Intel claims that an 18-year-old student may have discovered the key to quantum teleportation--the ability of information to jump over space and time to appear at a different location. Normal communications must travel at the speed-of-light or less to arrive at their destination, but Ari Dyckovsky claims that information will appear on and entangled atom in different location once its counterpart is destroyed, appearing to jump to the end point without passing through the intervening space and without the passage of time: R. Colin Johnson
Here is what Intel says about the 18 year old discovery of quantum teleportation: Quantum teleportation--fact or fiction? Thanks to one young scientist, quantum teleportation may soon become a reality. At Intel's International Science and Engineering Fair, young innovators from around the world presented their groundbreaking research.

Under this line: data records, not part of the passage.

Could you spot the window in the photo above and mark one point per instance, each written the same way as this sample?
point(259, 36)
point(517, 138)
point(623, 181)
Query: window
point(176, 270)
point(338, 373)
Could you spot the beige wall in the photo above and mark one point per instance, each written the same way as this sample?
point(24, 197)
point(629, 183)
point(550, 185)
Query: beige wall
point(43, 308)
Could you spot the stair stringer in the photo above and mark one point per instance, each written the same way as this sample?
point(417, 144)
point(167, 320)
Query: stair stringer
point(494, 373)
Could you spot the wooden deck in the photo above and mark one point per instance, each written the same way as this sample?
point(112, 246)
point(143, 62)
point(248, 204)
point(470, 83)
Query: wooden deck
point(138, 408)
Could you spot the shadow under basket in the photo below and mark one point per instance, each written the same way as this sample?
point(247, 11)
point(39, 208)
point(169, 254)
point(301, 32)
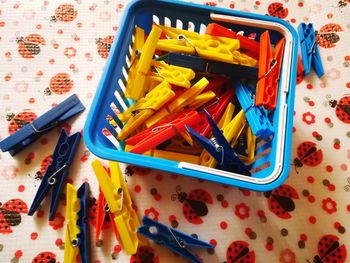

Ari Dyckovsky, 18, of Leesburg, Vir. won $50,000 for his project to realize quantum teleportation. Working with the National Institute of Standards and Technology in Gaithersburg, MD, Dyckovsky claims to have found that once atoms are linked through a process called “entanglement,” information from one atom will just appear in another atom when the quantum state of the first atom is destroyed. It is a literal quantum leap: the information doesn’t travel to the second atom – it would just be there. Using this method, the National Security Agency, or other organizations requiring high levels of data security, could send an encrypted message without running the risk of interception; a message would simply appear in another location.
The Intel International Science and Engineering Fair is the world’s largest high school science competition and a program of the Society for Science & the Public. The competition brought more than 1,500 young scientists from more than 70 countries, territories and regions to Pittsburgh last week to compete for more than $3 million in awards.